At length the creaking hinges of the door were heard again, and, with an injunction to be sparing of speech, we were bidden to follow the animated shadow which flitted in the owl-light before us, through various winding passages. Had I been alone, and had that crime which has lately so shocked humanity been then in existence, I think I should have “pulled in resolution,” and told the miserable cicerone that I would call another time. But, as companionship imparts courage, on we went, filled with vivid recollections of Mrs. Radcliffe’s romances, accompanied with an urgent curiosity also to see, for the first time, living monks and a real monastery. One of the former passed us in our way, clothed in the dingy habit of his order fastened round the waist with a twisted cord. He bowed as he passed; and we were told, in a whisper, that he was recently arrived; and from not associating with the rest of the brethren, and having a separate apartment, he was supposed to be a man of rank, known only to the superior, and concerning whom conjecture was rife, but no inquiry permitted. What this recluse really was my story will hereafter disclose.
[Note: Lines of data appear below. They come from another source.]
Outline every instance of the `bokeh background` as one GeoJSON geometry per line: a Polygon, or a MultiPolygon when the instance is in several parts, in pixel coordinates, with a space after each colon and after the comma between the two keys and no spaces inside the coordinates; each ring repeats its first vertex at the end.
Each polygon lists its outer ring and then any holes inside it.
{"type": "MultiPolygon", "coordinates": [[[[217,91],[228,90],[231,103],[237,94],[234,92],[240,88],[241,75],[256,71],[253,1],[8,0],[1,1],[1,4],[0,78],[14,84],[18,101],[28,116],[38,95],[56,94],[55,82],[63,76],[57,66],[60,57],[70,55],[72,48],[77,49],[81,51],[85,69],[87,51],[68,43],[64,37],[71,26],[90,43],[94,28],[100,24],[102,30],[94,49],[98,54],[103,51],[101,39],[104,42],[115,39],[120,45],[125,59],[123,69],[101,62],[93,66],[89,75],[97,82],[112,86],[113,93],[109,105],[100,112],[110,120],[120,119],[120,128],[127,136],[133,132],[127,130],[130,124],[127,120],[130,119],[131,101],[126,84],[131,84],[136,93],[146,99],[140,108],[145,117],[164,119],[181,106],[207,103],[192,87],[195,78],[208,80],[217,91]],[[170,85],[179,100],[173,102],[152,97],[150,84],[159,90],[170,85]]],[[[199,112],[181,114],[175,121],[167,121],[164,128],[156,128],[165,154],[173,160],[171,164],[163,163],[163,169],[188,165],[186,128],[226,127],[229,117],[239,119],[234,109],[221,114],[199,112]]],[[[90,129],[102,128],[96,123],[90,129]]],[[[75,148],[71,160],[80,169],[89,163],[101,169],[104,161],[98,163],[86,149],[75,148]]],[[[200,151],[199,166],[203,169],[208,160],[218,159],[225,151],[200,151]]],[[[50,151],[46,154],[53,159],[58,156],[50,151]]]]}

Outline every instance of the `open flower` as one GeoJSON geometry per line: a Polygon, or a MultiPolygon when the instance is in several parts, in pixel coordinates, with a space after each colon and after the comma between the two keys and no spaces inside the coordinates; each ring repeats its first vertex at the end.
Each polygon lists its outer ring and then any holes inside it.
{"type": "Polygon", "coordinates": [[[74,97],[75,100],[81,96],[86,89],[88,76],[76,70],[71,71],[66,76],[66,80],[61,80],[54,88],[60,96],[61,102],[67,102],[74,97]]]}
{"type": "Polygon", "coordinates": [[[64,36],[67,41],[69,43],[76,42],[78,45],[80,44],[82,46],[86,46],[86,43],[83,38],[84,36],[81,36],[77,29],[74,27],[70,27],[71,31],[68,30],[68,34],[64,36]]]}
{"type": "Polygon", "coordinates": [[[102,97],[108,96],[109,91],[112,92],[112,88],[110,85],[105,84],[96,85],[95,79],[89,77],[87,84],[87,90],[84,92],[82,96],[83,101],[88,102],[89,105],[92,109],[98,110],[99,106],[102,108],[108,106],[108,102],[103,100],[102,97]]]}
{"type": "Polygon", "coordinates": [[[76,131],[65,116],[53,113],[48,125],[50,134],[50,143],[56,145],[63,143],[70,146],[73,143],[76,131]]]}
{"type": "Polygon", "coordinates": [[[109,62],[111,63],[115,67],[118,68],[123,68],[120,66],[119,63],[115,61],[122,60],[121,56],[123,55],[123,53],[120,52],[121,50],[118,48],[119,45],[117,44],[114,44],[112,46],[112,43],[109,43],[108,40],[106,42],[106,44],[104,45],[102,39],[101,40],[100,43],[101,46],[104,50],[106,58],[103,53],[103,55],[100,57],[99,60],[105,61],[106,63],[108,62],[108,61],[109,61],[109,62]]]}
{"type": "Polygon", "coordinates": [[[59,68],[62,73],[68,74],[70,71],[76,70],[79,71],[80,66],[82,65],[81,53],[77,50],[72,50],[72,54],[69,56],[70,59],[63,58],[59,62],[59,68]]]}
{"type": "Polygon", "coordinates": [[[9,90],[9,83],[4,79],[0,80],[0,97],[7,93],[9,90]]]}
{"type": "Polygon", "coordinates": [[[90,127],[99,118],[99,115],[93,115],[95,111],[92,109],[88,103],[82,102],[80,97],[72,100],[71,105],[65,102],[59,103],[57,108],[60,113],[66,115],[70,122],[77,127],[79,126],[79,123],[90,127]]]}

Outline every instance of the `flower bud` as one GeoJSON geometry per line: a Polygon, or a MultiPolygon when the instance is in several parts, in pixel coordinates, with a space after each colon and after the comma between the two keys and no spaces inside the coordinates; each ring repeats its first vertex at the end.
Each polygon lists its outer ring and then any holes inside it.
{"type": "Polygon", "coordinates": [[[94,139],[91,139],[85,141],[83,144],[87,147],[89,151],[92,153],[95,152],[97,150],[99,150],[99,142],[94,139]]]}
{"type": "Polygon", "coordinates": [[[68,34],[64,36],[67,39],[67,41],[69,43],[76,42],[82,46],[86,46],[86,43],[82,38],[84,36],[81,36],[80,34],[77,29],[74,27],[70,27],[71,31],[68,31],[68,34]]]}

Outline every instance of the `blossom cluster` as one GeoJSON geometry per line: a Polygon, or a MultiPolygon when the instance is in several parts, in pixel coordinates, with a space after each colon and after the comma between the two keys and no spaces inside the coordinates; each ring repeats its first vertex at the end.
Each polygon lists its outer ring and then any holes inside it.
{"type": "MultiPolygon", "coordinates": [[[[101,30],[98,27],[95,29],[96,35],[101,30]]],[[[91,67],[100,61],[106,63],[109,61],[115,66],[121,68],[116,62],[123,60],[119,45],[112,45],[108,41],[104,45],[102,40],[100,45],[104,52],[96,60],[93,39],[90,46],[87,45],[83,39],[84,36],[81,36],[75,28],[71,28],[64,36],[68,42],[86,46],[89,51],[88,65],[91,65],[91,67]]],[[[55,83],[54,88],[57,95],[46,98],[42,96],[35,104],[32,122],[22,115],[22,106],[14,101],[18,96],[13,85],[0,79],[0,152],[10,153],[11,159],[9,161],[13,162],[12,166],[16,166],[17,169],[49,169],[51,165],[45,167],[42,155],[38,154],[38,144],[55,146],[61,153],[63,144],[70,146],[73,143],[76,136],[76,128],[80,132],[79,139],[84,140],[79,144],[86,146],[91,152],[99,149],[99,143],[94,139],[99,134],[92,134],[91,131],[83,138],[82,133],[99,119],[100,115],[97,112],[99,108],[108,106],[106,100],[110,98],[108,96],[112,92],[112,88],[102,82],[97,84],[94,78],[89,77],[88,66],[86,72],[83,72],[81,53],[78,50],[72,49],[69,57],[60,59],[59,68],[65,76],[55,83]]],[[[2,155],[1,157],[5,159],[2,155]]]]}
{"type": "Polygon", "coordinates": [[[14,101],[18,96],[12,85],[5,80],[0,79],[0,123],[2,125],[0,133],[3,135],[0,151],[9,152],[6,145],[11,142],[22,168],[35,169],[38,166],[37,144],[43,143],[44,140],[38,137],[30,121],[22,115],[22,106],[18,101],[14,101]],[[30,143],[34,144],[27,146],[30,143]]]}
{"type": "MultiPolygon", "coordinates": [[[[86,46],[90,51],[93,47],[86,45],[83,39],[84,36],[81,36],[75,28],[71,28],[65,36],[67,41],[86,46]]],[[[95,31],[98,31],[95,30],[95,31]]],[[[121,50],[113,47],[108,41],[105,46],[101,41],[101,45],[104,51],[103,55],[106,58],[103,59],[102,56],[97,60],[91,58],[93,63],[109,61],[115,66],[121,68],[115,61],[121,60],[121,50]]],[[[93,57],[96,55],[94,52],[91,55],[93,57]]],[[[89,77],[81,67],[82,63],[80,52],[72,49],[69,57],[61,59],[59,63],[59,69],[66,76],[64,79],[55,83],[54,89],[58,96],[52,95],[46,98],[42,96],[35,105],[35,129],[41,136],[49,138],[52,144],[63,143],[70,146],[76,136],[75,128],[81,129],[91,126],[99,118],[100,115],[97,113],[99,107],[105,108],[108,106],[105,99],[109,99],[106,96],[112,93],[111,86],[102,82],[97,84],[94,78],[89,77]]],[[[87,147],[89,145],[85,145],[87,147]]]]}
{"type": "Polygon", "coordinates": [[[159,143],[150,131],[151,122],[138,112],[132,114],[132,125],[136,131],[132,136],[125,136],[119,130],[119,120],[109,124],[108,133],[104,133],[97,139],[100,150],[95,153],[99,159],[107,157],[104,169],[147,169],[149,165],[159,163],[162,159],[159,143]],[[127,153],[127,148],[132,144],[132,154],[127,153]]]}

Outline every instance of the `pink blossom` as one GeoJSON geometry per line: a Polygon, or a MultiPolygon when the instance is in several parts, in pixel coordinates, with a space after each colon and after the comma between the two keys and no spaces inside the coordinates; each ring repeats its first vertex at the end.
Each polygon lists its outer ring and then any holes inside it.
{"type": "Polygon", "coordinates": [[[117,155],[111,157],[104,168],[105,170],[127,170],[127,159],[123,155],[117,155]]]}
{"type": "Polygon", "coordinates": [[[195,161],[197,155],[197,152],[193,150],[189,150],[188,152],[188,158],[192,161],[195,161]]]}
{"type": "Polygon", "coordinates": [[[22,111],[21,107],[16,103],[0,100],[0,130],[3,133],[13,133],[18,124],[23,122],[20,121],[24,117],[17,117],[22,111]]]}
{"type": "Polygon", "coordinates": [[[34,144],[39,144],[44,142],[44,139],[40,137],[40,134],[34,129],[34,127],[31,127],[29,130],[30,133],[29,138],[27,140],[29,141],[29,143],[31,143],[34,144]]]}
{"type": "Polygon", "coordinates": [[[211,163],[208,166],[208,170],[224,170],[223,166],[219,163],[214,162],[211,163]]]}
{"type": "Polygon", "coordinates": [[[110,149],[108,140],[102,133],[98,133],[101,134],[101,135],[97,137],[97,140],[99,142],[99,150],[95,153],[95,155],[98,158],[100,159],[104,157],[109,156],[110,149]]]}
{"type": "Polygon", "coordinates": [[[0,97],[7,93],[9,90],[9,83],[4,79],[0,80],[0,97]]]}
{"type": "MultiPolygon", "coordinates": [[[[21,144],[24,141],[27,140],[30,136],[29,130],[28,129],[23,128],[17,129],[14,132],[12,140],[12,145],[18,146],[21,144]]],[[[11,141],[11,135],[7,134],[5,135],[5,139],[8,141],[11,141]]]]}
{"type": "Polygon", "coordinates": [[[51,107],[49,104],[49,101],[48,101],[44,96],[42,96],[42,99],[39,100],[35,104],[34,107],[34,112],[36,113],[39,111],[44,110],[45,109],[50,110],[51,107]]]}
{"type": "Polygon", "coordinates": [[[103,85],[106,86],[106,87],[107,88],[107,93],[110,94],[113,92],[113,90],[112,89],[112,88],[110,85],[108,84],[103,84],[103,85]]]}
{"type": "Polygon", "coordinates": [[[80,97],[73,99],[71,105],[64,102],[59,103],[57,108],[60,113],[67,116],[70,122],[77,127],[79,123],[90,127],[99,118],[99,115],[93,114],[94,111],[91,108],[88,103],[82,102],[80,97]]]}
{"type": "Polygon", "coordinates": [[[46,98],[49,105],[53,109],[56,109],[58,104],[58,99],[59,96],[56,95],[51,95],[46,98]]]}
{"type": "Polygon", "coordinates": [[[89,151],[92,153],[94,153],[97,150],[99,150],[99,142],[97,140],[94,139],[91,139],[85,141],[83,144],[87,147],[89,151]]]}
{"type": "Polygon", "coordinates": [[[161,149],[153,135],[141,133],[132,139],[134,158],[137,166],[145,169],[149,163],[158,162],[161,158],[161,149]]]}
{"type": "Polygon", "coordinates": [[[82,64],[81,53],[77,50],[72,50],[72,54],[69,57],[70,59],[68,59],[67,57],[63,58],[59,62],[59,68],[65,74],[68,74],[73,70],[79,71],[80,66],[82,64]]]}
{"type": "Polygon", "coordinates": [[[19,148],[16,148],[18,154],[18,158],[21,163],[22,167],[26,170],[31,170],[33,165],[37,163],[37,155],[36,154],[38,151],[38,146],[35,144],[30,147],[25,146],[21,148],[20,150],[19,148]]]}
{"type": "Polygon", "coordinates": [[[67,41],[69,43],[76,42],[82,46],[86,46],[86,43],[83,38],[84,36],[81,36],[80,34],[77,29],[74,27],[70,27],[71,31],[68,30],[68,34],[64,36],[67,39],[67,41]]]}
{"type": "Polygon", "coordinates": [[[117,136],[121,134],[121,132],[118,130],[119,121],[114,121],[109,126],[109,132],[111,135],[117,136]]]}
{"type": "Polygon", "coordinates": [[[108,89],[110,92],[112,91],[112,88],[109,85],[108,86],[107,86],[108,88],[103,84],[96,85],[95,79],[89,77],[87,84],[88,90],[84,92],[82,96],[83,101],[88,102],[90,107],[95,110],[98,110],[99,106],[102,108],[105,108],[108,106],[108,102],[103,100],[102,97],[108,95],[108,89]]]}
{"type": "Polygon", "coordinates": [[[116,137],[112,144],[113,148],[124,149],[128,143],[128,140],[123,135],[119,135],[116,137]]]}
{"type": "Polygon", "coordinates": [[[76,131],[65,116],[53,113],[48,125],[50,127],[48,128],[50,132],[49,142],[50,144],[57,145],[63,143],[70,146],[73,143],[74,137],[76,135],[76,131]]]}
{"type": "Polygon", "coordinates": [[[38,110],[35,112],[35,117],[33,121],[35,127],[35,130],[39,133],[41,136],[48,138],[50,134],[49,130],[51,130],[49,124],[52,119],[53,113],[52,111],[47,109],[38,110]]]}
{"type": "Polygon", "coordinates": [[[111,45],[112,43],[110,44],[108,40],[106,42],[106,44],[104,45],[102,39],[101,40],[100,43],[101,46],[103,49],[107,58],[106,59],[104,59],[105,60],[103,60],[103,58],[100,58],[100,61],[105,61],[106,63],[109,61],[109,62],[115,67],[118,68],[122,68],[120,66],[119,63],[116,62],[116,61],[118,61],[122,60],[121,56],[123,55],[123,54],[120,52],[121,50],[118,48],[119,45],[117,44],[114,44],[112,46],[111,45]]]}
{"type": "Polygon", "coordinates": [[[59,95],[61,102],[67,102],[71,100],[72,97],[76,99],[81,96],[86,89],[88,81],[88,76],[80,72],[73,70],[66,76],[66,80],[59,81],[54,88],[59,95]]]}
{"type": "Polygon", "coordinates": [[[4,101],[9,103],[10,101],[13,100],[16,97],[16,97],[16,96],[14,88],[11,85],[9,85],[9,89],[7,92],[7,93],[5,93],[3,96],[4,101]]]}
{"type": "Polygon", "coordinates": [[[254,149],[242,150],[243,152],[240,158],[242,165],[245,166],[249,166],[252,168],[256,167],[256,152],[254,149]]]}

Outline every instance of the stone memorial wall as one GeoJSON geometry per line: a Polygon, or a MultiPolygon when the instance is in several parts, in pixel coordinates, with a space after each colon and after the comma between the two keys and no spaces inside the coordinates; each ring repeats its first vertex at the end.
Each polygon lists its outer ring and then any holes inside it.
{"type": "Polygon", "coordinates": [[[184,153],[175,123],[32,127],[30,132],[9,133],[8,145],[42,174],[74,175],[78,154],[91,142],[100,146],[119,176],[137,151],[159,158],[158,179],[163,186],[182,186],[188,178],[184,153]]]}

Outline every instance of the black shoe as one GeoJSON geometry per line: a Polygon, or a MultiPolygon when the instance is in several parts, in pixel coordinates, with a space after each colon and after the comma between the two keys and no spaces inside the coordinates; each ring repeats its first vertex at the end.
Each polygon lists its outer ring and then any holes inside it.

The general furniture of the convent appeared to be neat and clean, but of coarse materials and rude construction, while its scantiness evinced either the penury of the institution, or the denial which formed part of the monastic discipline peculiar to the order of La Trappe. There might be a third explanation of the ill-lighted bareness of the walls and floors, together with the general aspect of privation and devotion, an explanation which occurred to us subsequently—there might have been studied effect and deception in their display before visiters.
We entered the refectory and the dormitory, neither of which bore any sign of luxury, nor even of ordinary comfort. The needful repose of man seemed scarcely provided for in the one, nor the “creature comforts” in the other. Meat was forbidden, except when prescribed for the health of the inmates. Vegetable broth, bread, and water, formed, we were told, the chief resources of the culinary department of the convent; and, in the very act of enjoying these, around the disconsolate-looking table, the superior was accustomed to remind the brotherhood occasionally during the repast not to indulge the appetite for food, so as to divert their thoughts for an instant from heaven. This spiritual memento was introduced by the rap of a stout oaken-stick upon the table; when instantly, every hand raised to the mouth was arrested and held still where it was, until a second rap permitted it to proceed in its carnal office, the interval being employed in silent ejaculation to the Deity, or perhaps, with some, in “curses not loud but deep” against the inexorable superior, who so compelled them to mortify a not unnatural desire.
In the dormitory a similar mortification nightly awaited the unconscious sleepers, although “upon uneasy pallets stretching them,” in the occasional tinkling of an obtrusive bell, that peremptorily hurried them from their recumbent position to the cold stones of the chapel, where on bended knees they were obliged to pray and meditate.